After detailed history and physical examination, laboratory investigations were sent at the time of admission. An automated blood-cell analyzer (Abbott Cell Dyn Ruby Hematology Analyzer, Abbott Park, Illinois, USA) was used for routine hematology testing, and an automated clinical biochemistry analyzer (ELITechSelectra ProM, ELITech Group, Puteaux, France) was used for kidney function test, liver function test, serum electrolytes, spot urinary albumin, serum amylase, serum lipase, serum protein, and albumin.

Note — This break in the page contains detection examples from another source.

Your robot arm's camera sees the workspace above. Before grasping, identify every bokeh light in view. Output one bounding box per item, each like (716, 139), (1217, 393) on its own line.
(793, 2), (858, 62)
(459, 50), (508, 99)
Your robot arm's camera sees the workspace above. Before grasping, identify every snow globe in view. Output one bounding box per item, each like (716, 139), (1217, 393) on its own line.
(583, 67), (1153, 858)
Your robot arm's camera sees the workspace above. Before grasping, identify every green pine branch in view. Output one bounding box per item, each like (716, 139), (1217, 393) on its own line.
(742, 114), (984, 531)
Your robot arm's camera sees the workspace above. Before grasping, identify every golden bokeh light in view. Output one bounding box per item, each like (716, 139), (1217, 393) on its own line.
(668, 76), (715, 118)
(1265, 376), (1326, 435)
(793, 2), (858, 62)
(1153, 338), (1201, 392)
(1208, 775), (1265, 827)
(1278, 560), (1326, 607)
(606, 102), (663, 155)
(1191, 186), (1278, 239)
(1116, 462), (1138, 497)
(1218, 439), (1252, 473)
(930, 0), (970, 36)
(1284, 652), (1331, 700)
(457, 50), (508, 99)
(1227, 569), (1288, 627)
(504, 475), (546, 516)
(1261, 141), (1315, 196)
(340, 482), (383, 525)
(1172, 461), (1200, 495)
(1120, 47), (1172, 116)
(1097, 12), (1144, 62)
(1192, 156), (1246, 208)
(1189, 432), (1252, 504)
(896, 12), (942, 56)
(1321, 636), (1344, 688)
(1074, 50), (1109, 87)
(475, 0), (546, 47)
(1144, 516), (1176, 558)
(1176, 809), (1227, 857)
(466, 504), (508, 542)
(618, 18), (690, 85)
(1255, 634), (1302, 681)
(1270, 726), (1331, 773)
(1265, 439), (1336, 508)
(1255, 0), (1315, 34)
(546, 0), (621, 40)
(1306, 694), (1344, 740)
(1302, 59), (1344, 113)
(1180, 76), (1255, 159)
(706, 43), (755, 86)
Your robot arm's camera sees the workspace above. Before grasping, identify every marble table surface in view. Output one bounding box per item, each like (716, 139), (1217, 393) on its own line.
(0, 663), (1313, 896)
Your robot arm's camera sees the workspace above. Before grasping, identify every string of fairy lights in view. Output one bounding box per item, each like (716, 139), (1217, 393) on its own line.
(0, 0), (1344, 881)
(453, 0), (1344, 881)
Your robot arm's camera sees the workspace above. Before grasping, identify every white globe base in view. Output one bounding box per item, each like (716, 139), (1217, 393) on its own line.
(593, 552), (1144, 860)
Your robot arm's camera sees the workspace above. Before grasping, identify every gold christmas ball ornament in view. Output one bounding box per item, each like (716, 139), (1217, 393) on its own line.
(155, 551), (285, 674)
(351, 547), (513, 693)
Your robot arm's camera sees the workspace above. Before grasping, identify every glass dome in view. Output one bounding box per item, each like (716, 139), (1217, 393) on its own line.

Contrast-enhanced pancreatic CT scan was performed after 72 hours of hospitalization.
Serum Cys-C was measured by particle-enhanced immune nephelometric assay (Shanghai Sunred Biological Technology Co. Ltd., China) and its measuring range was 0.6–100 ng/mL. The results of Cys-C were blinded to the medical staffs during the study and did not affect the management of patients.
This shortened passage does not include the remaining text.